Leeds is not doing enough to attract professional services firms seeking to relocate operations from London, the chairman of one of the world’s leading law firms has told Built Environment Networking’s West Yorkshire Economic Growth conference.

Global chairman of Eversheds, Paul Smith, told the keynote session at the event that legal companies were seeking to ‘northshore’ activities due to the increasingly unaffordability of labour and property in the capital.

“Pressures in the legal sector are growing There are opportunities here to bring legal work to the region.”

However he said that Manchester has hijacked the northern powerhouse

“For most people the northern powerhouse means Manchester alone and does not mean the north.”
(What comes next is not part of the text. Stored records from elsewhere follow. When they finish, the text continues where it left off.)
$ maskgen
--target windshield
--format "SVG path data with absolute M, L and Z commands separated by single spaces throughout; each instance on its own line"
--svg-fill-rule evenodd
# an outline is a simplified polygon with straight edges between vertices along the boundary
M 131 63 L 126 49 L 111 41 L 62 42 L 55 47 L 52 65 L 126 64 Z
“We haven’t set out our stall to take full advantage of the northshoring trend.”

He also expressed concern that Yorkshire was not getting fair share of Chinese investment

“Chinese clients seems to only think of London and Manchester,” he said, adding that the Manchester United Football Club’s renown was very useful for disseminating the city’s brand around the world.
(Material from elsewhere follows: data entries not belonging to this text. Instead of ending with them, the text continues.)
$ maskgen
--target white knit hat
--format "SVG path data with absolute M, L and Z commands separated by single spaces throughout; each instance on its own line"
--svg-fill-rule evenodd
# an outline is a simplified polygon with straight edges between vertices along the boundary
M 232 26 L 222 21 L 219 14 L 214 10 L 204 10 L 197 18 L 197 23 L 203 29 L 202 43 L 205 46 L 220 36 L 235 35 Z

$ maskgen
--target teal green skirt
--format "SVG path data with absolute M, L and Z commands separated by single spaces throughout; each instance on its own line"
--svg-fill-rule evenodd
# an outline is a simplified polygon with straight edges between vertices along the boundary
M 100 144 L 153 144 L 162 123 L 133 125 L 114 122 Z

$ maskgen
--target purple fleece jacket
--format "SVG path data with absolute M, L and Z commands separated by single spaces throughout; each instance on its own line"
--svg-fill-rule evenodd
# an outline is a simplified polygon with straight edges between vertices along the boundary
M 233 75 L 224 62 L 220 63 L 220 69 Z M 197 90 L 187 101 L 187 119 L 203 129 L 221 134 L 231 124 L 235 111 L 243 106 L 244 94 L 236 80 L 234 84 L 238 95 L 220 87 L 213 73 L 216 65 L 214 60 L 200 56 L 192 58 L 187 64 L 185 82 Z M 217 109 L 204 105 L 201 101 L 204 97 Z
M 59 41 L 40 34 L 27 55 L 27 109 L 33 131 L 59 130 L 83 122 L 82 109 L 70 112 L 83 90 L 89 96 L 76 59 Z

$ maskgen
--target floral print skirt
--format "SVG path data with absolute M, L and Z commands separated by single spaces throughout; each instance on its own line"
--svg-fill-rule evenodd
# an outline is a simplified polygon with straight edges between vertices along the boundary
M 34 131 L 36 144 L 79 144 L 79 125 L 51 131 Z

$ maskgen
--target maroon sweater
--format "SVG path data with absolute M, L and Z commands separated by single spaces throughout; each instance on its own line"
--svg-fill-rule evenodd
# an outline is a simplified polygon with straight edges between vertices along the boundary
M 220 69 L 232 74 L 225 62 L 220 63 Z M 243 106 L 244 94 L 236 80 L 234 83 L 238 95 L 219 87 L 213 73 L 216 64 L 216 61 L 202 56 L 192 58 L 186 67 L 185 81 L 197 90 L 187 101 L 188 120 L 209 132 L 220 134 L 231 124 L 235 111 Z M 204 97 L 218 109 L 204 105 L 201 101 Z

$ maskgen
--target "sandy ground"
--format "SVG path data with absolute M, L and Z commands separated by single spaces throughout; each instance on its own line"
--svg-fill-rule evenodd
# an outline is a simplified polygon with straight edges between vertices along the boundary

Paul Smith added that he was ‘saddened’ that Yorkshire’s devolution plans have not got off the ground yet.  

However Cllr Susan Hinchcliffe, chair of the West Yorkshire Combined Authority, said that the region was making progress, pointing to how the Leeds city-region had risen from 15th in the league table inward investment to third.

And she said that she was a strong supporter of the One Yorkshire devolution deal.

“It will give a voice on the national and international stage, second only to London.”

Roger Marsh, chairman of the Leeds City Region local enterprise partnership, said that the north had a long way to go, pointing to figures showing the region as a whole suffers from a £45bn fiscal deficit.

Increasing Yorkshire’s output per head to the UK average would add £10bn to the size of the regional economy.

“We are on a journey to play our part about doing something so that the north is a solution to the national economic problem not the problem.”

The session also heard a presentation from Dr Aman Puri, general consul for India who pointed out that only 15% of Indian businesses’ UK operations are located in the north, while 45% are in London alone.